Partain v. Mayor & Council of the City of Royston

Annotate this Case

246 Ga. 297 (1980)

271 S.E.2d 201

PARTAIN et al. v. MAYOR & COUNCIL OF THE CITY OF ROYSTON.

36296.

Supreme Court of Georgia.

Submitted May 30, 1980.

Decided September 9, 1980.

John Kupris, for appellants.

Jerry N. Neal, for appellee.

CLARKE, Justice.

This is a continuation of a controversy which made its way to this court as Martin v. Mayor & Council of Royston, 244 Ga. 669 (261 SE2d 707) (1979). In that case, the City of Royston and David Partain and Lorene Saylors were sued by certain taxpayers who were dissatisfied with the city's failure to cause the removal of Partain's mobile home from the land of Saylors by enforcement of zoning ordinances. A mandamus was denied by the trial court, but this court reversed. Subsequently, the trial court issued a mandamus absolute requiring the removal of the mobile home. From this there was no appeal.

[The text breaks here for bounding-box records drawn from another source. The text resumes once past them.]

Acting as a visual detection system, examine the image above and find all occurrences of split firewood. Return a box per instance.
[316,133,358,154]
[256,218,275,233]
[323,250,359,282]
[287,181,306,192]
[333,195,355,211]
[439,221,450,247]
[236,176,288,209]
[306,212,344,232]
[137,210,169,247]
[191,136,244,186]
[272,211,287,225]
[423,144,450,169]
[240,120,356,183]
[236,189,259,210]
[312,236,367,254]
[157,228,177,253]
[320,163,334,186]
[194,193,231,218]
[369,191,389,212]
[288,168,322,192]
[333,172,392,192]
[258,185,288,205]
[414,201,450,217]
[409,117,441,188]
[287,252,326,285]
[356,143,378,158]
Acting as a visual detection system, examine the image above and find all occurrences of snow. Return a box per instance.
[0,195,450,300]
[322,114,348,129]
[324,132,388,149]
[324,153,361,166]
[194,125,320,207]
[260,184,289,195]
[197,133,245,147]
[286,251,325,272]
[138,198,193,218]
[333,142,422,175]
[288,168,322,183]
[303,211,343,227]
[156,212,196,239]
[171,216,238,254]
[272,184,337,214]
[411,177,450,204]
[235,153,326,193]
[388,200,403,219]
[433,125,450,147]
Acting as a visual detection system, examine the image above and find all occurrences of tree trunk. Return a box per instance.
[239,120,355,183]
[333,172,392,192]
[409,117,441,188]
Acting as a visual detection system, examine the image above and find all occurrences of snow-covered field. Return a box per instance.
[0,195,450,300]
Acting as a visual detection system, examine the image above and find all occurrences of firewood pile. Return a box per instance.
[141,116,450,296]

In the litigation now being considered, the city finds itself on the opposite side from its former co-defendants. The city is attempting, through this action, to enjoin the continued presence of the mobile home on the land involved. The complaint was filed on January 15, 1980, and at the same time a rule nisi was issued ordering a hearing. On January 29, the court entered an order reciting that defendants contended the hearing could not be held until 30 days from the date of service and therefore ordering that the matter be heard on February 16, 1980. Six days later, on February 4, defendants answered the complaint and also filed a motion to dissolve the rule nisi, a notice to take deposition and a request for production of documents. The deposition notice called for the deposition to be taken on February 18, two days after the date set for the interlocutory hearing. Although a time appears on the request for production, no date was included.

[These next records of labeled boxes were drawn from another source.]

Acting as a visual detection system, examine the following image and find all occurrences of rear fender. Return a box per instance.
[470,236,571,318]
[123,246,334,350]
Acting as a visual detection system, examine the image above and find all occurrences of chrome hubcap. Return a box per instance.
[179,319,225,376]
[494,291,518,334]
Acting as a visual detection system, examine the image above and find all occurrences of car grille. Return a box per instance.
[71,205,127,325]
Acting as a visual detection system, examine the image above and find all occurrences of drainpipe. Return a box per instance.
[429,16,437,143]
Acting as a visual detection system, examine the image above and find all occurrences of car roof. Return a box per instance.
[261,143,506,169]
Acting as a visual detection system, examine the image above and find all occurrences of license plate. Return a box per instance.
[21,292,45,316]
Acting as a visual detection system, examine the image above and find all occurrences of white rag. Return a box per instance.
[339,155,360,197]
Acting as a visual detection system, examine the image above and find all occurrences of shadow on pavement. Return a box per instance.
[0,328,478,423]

As the February 16 hearing was about to proceed, counsel for defendants made a statement to the trial court which it contends was a motion for continuance based upon the ground that there had been no adequate opportunity for necessary discovery. The court ordered the hearing to proceed after observing that the parties were notified on January 29 of the February 16 hearing.

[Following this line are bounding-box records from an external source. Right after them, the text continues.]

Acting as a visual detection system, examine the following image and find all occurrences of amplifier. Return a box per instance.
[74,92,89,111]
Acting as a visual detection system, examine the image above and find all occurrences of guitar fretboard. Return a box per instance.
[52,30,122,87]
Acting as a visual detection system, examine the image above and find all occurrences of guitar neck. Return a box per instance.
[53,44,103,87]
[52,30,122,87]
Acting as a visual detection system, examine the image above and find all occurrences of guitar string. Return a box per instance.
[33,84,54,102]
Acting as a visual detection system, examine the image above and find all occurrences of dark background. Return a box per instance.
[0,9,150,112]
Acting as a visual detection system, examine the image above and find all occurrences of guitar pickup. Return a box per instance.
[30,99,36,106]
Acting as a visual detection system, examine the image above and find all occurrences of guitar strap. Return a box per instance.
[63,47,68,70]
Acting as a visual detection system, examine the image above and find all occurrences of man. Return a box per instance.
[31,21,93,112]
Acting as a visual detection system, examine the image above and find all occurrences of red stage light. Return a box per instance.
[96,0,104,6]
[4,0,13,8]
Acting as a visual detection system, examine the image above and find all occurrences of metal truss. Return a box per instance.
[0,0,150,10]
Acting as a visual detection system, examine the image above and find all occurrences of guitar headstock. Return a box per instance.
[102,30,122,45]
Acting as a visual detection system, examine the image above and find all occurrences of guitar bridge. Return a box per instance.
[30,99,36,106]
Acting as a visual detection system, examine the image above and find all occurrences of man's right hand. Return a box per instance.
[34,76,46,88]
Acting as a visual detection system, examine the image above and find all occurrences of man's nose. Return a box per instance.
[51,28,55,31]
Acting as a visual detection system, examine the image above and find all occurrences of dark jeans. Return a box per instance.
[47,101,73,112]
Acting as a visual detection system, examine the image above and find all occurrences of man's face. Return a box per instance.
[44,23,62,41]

There is only one enumeration of error. In it, defendants complain of the denial of the motion for continuance.

Code Ann. § 81A-140 (a) provides that all civil cases shall be triable anytime after the last day upon which defensive pleadings are required to be filed. The section further provides that in all cases, the trial court shall give the parties reasonable time for discovery subsequent to the date defensive pleadings must be filed. Code Ann. § 81A-140 (b) provides that the judge may hear and determine any non-jury matter at any time upon reasonable notice to the parties.

*298 Here, the court in its conclusions of law specifically found that the parties were given eighteen days notice of the hearing and that it was made "abundantly clear that the purpose of the hearing was for final disposition of the case." In its findings of fact, the court traced the history of this litigation from March 20, 1979, when the Appeals Board of the City of Royston found the location of the mobile home to be in violation of the Zoning Ordinance of the City of Royston. The trial court has broad discretion concerning the use of and limitations upon discovery procedure. This discretion will not be disturbed on appeal in the absence of abuse of that discretion. Jackson v. Gordon, 122 Ga. App. 657 (178 SE2d 310) (1970); Herring v. R. L. Mathis Certified Dairy Co., 121 Ga. App. 373 (173 SE2d 716) (1970). All that is required by § 81A-140 (a) is reasonableness as to the time allowed for discovery. Under the particular facts and circumstances in this case, we cannot say the trial court acted unreasonably. The trial court apparently determined further discovery would have been futile. The issue of the removal of the mobile home has been litigated all the way to this court. All that remains is for removal to be carried out. Under all the circumstances, the granting of a continuance would have merely delayed the inevitable. The law does not require a useless act. Webb v. Webb, 245 Ga. 650 (266 SE2d 463) (1980); Baker v. Housing Authority, 152 Ga. App. 64 (262 SE2d 183) (1979). Therefore, there was no abuse of the trial court's discretion in the decision to deny appellants a continuance.

Judgment affirmed. All the Justices concur.